Présentation

La voile

Ce site est un blog personnel. Je m’appelle Roger Frébault. J’ai une passion dévorante : la voile. Je partage cette passion en animant des semaines de formation à l’école des Glénans.

Partage et respect

J’ai une grande admiration pour cette école qui est bien plus qu’un lieu où l’on paye des cours de voile. C’est une école du partage, de la solidarité, du respect : une école de vie comme il est écrit dans son slogan. Si elle est aujourd’hui plus connue comme école de voile, elle fût bien à l’origine une école de vie, plutôt une école de revivre pour tous ces jeunes traumatisés par la guerre. La voile n’est venue qu’après comme moyen. Qu’y a t’il de plus efficace que le huis clos d’un équipage en bateau pour redonner le goût de vivre en groupe? Cet aspect de vie en groupe et de respect reste cependant extrêmement présent dans l’enseignement de la voile. Le partage des tâches communes, la promiscuité, faire le  ménage, la cuisine, la vaisselle sont au moins aussi important que de tenir son quart pendant une navigation de nuit.
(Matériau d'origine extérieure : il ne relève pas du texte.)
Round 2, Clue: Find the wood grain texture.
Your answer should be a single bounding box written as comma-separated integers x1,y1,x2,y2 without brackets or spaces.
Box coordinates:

La voile est un sport de riches, un bateau cela coûte cher, son entretien est un gouffre. Louer est certainement un moyen bien moins onéreux de l’exercer, mais encore faut il savoir naviguer pour louer. Pour savoir naviguer, il faut que quelqu’un vous apprenne et pour beaucoup il n’y a que les écoles de voile. Le budget total pour arriver à l’autonomie est parfois énorme.

Basée essentiellement sur le bénévolat, l’école de Glénans est la seule organisation que je connaisse qui permette de naviguer sans débourser un centime. Donnez de votre temps pour gratter les bateaux, entretenir les bâtiments, organiser les repas communs etc… et les Glénans vous ferons naviguer et vous apprendrez. Dans un monde où l’on se demande si on ne va pas bientôt vous faire payer l’air que l’on respire, c’est remarquable.

Liberté

La liberté de la navigation à voile, simplement poussé par le vent, est pour moi une fascination. J’ai toujours rêvé de faire le tour du monde de cette façon. Ça viendra. Cette liberté est toute relative, la rigueur qu’exige la mer la limite fortement. Mais pour qui sait être patient et a la volonté de composer avec la nature, le plaisir est immense. La furie de la mer n’est là que pour punir les inconscients et impose le respect aux autres. La tempête fascine, la tempête est belle, mais elle est mortelle. Les stratèges militaires ont toujours dit, si tu veux la paix prépare la guerre. En mer, on s’en sort si on a prévu le pire du pire.

« La mer est un espace de rigueur et de liberté, qui oubli la rigueur, perd sa liberté » : Victor Hugo.

Partage encore

Alors pourquoi ce blog ?

Pour partager tout simplement. Nombreux sont les stagiaires que je croise qui me demandent un document, un conseil, une photo, le texte d’un topo etc… A chaque fois j’ai répondu avec joie par email à cette sollicitude. Organiser tout cela dans un blog me semble une bonne solution durable.

J’ai aussi envie de partager mes navigations, raconter autre chose que les critères et les moyens de régler une voile. Un coucher de soleil, une rencontre, une ambiance méritent parfois que l’on s’y arrête, que l’on en dise quelques mots, qu’on en laisse la trace.

Matelotage

Un autre de mes gris-gris est le matelotage, j’y suis venu par la voile. Après le sempiternel noeud de chaise que tout le monde connait, mais utilise souvent à mauvais escient, j’ai commencé à tourner des noeuds de plus en plus compliqués. Bonnets turcs, badernes, noeuds de piton, paillassons et portes clés sont maintenant aussi familiers que les noeuds de carrick, de bosse et autres épissures plus utiles sur un bateau.

Pêche sous marine en Kayak

Je pratique aussi la pêche sous marine en utilisant un kayak comme bateau et atteindre des « spots » un peu plus loin du bord. Parfois je fais une sortie de pêche à la canne, parfois aussi je combine les deux.

Enfin

J’aurais aussi parfois des coups de gueule sur ceci ou sur cela, je suis comme ça, parfois il faut lever le poing. J’ai lu un jour, je ne sais plus où, que l’on commence à vieillir lorsque l’on ne se révolte plus. Je ne suis pas prêt de vieillir.